What is Unity Catalog?
Unity Catalog is the unified governance solution for all data and AI assets in Databricks. It provides: - A three-level namespace: catalog.schema.table - Centralized access control across all workspaces - Data lineage tracking - Data discovery and search All data access in Databricks goes through Unity Catalog.
Managed vs External Tables
Managed tables: Databricks manages both the metadata AND the data files. Data is stored in the catalog's managed storage location. External tables: Databricks manages only the metadata. Data files are stored in a customer-managed cloud storage location. Critical difference: Dropping a managed table deletes the data. Dropping an external table only removes the metadata — the data files remain.

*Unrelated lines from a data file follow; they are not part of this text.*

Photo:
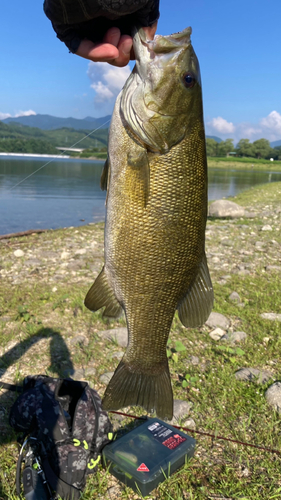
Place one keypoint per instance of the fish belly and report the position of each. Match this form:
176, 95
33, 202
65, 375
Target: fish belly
154, 244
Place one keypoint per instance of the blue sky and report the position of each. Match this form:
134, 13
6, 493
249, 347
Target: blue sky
238, 44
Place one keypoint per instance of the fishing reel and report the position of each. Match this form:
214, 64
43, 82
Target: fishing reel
30, 473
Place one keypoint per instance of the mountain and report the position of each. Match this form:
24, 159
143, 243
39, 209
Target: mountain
48, 122
217, 139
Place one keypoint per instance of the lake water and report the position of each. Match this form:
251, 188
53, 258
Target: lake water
67, 192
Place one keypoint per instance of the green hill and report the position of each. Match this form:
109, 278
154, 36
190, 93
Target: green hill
17, 138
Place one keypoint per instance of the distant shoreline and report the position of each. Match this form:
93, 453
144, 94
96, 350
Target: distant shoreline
34, 155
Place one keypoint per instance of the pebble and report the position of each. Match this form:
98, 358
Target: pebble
253, 375
75, 374
193, 360
235, 336
118, 355
18, 253
225, 208
79, 339
119, 335
113, 492
64, 255
181, 409
273, 396
218, 319
227, 243
81, 251
189, 423
32, 262
271, 316
90, 371
272, 268
106, 377
235, 297
217, 333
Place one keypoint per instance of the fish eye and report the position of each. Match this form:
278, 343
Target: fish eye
189, 80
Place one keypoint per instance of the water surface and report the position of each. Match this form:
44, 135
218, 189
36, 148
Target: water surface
67, 192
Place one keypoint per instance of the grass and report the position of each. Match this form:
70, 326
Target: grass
43, 321
244, 164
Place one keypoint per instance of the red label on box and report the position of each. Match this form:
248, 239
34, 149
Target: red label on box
143, 468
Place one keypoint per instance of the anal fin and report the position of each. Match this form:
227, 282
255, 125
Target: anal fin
149, 388
101, 295
197, 305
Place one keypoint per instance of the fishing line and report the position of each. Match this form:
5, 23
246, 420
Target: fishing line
54, 159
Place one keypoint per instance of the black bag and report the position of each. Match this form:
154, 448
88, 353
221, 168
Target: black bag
66, 429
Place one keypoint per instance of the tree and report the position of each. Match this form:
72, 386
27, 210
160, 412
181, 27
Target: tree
225, 147
262, 148
211, 146
245, 148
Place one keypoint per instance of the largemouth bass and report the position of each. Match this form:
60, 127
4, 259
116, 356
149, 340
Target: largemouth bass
156, 176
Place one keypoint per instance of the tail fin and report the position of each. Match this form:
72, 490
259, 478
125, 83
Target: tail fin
151, 390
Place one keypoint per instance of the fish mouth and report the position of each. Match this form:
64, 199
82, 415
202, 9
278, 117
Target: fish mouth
146, 49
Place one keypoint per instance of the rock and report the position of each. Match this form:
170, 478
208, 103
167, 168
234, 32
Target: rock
217, 319
79, 339
64, 255
273, 396
114, 491
273, 268
253, 375
119, 335
190, 424
235, 297
118, 355
235, 336
227, 242
225, 208
181, 409
217, 334
32, 262
81, 251
75, 374
271, 316
193, 360
90, 371
106, 377
18, 253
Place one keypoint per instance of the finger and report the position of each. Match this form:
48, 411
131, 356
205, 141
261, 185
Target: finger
150, 31
124, 47
112, 36
101, 52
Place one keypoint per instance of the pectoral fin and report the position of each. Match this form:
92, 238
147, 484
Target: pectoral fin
197, 305
140, 164
100, 295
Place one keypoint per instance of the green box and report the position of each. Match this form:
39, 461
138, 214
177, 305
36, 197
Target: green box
147, 455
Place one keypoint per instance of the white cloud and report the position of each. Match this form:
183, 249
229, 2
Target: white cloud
102, 92
3, 116
272, 123
25, 113
268, 127
222, 126
107, 81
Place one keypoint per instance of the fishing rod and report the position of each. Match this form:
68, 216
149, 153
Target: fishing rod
53, 159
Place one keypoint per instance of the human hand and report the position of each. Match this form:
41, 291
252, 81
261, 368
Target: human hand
116, 49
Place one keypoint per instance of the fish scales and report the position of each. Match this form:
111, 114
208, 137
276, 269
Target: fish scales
154, 252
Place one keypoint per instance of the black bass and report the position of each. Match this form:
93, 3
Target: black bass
156, 176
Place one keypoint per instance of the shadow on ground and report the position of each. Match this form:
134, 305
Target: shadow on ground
7, 398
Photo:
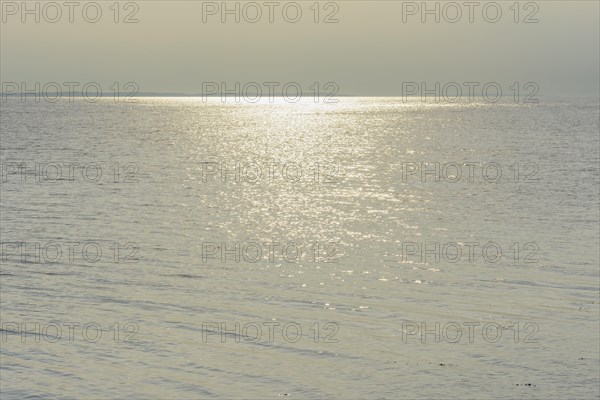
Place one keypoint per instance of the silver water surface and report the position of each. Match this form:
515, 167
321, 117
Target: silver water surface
368, 209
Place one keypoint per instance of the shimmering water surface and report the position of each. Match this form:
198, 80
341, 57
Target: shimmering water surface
355, 202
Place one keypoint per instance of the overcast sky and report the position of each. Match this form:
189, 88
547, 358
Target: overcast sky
370, 51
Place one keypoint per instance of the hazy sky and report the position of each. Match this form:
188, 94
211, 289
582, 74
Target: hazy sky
370, 51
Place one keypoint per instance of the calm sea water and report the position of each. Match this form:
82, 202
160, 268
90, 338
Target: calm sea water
129, 289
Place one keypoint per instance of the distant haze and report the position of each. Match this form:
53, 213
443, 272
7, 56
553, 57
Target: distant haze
370, 51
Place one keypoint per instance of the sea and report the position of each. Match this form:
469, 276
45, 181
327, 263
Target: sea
364, 248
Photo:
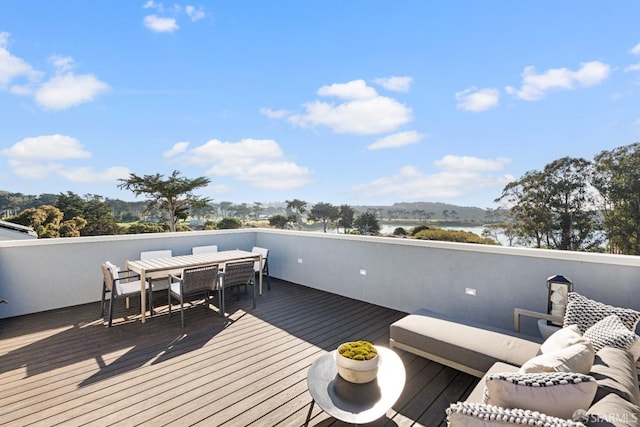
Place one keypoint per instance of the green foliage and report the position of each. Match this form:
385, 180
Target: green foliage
367, 224
281, 221
358, 350
419, 228
453, 236
229, 223
173, 195
617, 178
399, 231
325, 213
47, 222
146, 227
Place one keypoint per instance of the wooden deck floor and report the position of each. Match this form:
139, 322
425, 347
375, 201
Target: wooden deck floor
66, 367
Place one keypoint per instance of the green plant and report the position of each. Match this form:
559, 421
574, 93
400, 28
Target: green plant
358, 350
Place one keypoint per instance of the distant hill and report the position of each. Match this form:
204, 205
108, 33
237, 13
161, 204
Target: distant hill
433, 210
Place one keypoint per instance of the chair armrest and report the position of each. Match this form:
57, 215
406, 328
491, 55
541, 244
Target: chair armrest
517, 312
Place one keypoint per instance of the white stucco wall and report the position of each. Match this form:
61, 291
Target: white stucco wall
403, 274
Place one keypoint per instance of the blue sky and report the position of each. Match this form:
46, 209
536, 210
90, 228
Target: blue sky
357, 102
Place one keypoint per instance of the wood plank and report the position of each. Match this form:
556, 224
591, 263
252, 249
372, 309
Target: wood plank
66, 367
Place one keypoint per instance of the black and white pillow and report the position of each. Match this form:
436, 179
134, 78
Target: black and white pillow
586, 312
558, 394
478, 414
611, 332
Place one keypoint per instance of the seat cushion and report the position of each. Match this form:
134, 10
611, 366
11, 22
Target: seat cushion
470, 344
614, 370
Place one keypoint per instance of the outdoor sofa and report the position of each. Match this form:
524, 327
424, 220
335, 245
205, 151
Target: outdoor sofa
583, 375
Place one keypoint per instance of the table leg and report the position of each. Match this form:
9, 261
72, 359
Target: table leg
260, 276
143, 296
306, 423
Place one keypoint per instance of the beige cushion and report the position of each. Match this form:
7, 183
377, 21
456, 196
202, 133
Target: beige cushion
465, 414
612, 410
558, 394
575, 358
563, 338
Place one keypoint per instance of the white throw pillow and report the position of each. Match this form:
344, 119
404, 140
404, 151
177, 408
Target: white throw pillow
469, 414
611, 332
558, 394
563, 338
575, 358
585, 313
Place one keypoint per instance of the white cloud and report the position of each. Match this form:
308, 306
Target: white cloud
397, 140
395, 83
194, 13
356, 89
535, 86
257, 162
46, 147
453, 181
65, 91
363, 111
12, 67
160, 25
43, 156
275, 114
178, 148
476, 100
632, 68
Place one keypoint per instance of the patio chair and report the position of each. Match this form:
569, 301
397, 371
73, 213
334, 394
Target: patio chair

-- Managed table (default)
CREATE TABLE catalog.schema.managed_table (
id INT, name STRING
);
-- External table
CREATE TABLE catalog.schema.external_table (
id INT, name STRING
)
LOCATION 's3://my-bucket/external/data';
-- Convert external to managed
ALTER TABLE catalog.schema.external_table
SET TBLPROPERTIES ('delta.columnMapping.mode' = 'name');Access Controls
Unity Catalog uses SQL-based access controls: - GRANT: Give privileges to users, groups, or service principals - REVOKE: Remove privileges - DENY: Explicitly deny access (overrides GRANT) Common privileges: SELECT, MODIFY, CREATE TABLE, USAGE, ALL PRIVILEGES Hierarchy: To access a table, you need USAGE on the catalog, USAGE on the schema, and the specific privilege (e.g., SELECT) on the table.
-- Grant schema access
GRANT USAGE ON SCHEMA catalog.schema TO `data_analysts`;
-- Grant table read access
GRANT SELECT ON TABLE catalog.schema.my_table TO `data_analysts`;
-- Grant all privileges
GRANT ALL PRIVILEGES ON TABLE catalog.schema.my_table TO `data_engineers`;
-- Revoke access
REVOKE SELECT ON TABLE catalog.schema.my_table FROM `intern_group`;Row-Level Security and Column Masking
Unity Catalog supports fine-grained security: - Row-level security: Filter rows based on the querying user's identity or group membership - Column masking: Replace sensitive column values with masked data for unauthorized users - ABAC policies: Attribute-based access control for centralized row and column filtering These features allow different users to see different subsets of the same table without creating separate views.